Athlete 1 will always be victorious, because he cannot be defeated by others. But in the finals, he'd face a person, and I have to find the probability that he is athlete 4.

For no. 4 to go to the second round,

Lets say sample space is 8C2. No. of combinations that'd lead him to win is 4-5,4-6,4-7,4-8, i.e. 4 combinations.

His probability of going to second round is 1/7.

In the next round, along with number 4, there are two possibilities. Lets consider all no. below 4 to be X and above 4 to be Y.

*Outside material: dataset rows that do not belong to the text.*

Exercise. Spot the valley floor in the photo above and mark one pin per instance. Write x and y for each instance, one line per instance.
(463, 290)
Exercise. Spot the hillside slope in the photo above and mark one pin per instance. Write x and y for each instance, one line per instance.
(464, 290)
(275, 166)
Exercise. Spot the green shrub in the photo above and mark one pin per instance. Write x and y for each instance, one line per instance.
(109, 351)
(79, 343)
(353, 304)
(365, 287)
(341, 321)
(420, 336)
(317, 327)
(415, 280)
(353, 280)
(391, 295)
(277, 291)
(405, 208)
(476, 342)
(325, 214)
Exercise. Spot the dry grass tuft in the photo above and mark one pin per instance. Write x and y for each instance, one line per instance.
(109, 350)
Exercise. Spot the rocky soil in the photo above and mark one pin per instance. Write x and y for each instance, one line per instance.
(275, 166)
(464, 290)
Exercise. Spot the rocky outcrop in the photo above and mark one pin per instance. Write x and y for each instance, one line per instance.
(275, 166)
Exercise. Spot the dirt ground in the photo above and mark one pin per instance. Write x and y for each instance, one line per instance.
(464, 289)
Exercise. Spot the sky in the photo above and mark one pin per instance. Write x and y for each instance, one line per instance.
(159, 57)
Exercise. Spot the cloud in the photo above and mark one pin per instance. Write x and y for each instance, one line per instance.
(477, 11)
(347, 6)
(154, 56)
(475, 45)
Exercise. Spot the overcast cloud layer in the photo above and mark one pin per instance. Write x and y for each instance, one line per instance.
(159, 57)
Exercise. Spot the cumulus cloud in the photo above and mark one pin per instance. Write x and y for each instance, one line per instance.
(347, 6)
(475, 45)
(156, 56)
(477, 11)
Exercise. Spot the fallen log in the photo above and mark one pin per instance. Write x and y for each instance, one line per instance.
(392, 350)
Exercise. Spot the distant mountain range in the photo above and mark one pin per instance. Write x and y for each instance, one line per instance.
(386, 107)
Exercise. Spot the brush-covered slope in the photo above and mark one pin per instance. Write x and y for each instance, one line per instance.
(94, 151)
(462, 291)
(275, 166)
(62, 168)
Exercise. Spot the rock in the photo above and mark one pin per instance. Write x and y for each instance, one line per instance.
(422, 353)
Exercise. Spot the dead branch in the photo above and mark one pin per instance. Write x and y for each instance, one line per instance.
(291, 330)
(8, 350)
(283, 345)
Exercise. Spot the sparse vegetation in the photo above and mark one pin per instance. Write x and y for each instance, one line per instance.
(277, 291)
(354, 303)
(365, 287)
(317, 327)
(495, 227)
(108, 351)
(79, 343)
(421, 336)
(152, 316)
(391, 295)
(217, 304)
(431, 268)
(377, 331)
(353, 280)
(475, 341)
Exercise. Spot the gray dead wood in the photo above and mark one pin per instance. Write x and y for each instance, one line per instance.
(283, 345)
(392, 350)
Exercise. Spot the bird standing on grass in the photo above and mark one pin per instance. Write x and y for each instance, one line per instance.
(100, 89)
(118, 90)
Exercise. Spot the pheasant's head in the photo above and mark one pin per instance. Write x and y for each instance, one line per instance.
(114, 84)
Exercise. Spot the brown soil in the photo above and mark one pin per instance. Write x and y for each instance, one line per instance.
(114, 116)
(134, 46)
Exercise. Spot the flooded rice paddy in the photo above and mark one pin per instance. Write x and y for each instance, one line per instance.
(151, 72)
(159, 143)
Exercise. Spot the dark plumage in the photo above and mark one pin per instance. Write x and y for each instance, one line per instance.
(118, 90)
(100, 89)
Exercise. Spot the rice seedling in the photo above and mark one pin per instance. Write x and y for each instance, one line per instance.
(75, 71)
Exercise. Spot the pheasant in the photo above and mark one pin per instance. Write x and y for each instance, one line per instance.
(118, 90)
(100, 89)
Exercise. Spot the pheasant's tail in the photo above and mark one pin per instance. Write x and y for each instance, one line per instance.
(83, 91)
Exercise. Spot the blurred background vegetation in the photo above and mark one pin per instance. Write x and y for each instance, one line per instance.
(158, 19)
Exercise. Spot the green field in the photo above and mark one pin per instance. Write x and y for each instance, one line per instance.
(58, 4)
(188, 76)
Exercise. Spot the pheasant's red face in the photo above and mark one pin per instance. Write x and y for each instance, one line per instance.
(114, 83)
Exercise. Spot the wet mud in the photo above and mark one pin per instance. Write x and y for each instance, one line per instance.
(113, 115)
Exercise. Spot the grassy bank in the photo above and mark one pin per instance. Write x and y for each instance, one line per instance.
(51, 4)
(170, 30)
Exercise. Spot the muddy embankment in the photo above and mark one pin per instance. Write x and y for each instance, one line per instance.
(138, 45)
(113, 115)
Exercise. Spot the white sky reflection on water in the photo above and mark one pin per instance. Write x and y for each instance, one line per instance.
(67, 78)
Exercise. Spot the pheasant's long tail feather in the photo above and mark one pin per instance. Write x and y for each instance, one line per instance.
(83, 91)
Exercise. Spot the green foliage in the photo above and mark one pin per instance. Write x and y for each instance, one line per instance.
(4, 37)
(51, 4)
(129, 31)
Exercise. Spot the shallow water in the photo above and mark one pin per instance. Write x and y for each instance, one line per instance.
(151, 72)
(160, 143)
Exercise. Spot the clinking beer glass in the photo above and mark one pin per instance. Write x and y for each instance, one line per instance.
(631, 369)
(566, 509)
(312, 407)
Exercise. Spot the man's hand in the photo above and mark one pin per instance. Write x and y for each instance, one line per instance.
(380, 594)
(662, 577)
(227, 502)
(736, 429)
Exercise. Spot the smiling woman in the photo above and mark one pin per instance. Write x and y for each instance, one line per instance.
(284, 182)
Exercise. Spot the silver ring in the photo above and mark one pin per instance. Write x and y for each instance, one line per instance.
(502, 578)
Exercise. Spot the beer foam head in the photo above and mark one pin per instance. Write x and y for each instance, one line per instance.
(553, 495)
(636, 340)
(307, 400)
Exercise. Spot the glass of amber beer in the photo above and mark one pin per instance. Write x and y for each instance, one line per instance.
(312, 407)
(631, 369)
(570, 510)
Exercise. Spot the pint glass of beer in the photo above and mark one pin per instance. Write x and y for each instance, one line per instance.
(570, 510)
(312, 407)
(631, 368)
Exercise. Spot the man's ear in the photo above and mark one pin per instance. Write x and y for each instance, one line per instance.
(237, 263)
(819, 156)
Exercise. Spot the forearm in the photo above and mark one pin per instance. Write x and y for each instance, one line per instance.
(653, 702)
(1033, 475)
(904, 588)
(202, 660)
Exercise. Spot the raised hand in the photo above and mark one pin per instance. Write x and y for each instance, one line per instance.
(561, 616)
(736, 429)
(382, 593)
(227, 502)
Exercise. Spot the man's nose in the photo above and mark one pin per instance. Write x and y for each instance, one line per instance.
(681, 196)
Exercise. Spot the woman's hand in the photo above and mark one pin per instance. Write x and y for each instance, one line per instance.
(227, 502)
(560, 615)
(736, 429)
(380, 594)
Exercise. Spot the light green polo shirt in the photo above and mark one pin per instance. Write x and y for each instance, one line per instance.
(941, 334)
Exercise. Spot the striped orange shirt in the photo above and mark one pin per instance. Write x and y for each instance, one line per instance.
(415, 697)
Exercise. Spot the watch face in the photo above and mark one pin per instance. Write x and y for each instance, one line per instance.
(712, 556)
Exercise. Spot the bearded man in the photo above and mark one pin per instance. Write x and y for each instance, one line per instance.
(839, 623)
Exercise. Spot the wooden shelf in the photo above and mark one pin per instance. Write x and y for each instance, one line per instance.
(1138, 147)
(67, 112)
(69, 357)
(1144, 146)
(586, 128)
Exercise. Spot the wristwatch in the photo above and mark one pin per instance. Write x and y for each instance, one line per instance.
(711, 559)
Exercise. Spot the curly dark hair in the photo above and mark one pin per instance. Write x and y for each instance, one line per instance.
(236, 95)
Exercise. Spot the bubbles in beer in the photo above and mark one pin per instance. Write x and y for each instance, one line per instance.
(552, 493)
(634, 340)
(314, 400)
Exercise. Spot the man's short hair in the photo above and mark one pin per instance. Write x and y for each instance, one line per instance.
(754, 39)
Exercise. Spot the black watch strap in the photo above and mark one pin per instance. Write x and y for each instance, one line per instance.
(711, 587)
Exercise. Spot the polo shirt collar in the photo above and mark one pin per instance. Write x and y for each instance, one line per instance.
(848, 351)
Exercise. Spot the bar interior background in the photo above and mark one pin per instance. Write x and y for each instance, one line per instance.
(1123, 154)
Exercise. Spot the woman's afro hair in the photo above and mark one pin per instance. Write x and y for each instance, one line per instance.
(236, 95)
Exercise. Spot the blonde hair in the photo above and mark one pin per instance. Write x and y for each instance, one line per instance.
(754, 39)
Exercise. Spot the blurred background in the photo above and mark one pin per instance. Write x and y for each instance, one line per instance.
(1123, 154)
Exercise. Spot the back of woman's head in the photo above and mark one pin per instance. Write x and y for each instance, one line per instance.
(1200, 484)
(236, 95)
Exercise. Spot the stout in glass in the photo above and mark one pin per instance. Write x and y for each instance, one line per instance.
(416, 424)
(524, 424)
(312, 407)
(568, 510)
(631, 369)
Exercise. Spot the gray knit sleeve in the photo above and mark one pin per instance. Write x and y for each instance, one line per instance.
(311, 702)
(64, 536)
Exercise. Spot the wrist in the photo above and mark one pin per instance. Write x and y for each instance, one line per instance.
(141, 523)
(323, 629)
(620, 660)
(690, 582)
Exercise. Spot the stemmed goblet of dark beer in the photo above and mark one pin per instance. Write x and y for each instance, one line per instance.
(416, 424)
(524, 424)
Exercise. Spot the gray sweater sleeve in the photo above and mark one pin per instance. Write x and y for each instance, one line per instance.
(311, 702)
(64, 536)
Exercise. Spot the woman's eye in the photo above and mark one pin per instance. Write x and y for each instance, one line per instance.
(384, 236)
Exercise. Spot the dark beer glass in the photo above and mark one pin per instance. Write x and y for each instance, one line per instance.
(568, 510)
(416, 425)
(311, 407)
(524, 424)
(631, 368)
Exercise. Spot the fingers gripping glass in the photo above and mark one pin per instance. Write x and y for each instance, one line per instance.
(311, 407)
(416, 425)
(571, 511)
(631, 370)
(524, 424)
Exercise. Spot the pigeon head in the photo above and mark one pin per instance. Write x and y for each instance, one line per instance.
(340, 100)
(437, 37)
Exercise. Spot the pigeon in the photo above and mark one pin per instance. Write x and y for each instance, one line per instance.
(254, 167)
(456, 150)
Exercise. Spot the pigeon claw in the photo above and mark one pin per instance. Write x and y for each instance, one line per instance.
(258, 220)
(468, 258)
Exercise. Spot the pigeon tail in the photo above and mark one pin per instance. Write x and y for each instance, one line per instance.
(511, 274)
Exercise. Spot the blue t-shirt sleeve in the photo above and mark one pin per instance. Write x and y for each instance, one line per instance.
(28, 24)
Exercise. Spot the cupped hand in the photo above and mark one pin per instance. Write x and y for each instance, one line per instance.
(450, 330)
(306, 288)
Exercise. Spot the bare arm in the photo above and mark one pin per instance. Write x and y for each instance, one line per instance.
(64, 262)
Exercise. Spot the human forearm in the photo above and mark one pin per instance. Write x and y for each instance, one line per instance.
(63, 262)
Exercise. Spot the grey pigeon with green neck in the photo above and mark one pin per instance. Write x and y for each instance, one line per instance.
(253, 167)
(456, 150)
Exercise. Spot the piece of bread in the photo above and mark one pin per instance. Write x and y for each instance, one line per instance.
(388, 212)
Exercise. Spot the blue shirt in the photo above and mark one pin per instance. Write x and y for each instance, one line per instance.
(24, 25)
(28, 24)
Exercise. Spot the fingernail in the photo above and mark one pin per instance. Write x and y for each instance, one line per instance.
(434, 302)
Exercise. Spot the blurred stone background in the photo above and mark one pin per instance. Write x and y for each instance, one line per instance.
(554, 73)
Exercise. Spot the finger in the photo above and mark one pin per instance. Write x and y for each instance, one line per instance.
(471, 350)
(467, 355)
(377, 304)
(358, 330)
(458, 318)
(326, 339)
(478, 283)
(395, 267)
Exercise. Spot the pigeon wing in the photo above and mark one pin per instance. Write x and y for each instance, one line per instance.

In the second round, athletes can be present in such order,

4,X,Y,Y --- 4,X,X,Y [Since atleast one X would always be present (1). If all the three are X, probability of 4 going to finals becomes 0]

In the first case, probability of 4 winning is 2/4C2=1/3 and in second, 1/6.

So probability of 4 going to finals is 1/7*(1/6+1/3)=1/14. But according to the book, this is wrong since the answer given is 4/35. Can someone help?

2. Oct 1, 2007

### Avodyne

In the first round, the number of possible pairings is not 8C2, but rather 7*5*3*1. To see this, ask, who is #1 paired with? There are 7 possibilities. Once #1's opponent has been chosen, pick a player who's left (#2, say, if #2 is not #1's opponent; otherwise, #3), and ask who that player's opponent is. There are 5 possibilities. And so on.

Now, in that first round, what are the odds that #4 draws #5, 6, 7, or 8, and not #1, 2, or 3?

Say #4 draws #5. To survive the next round, we must not have #1, 2, and 3 paired up with #6, 7, and 8. What are the odds that this does NOT happen?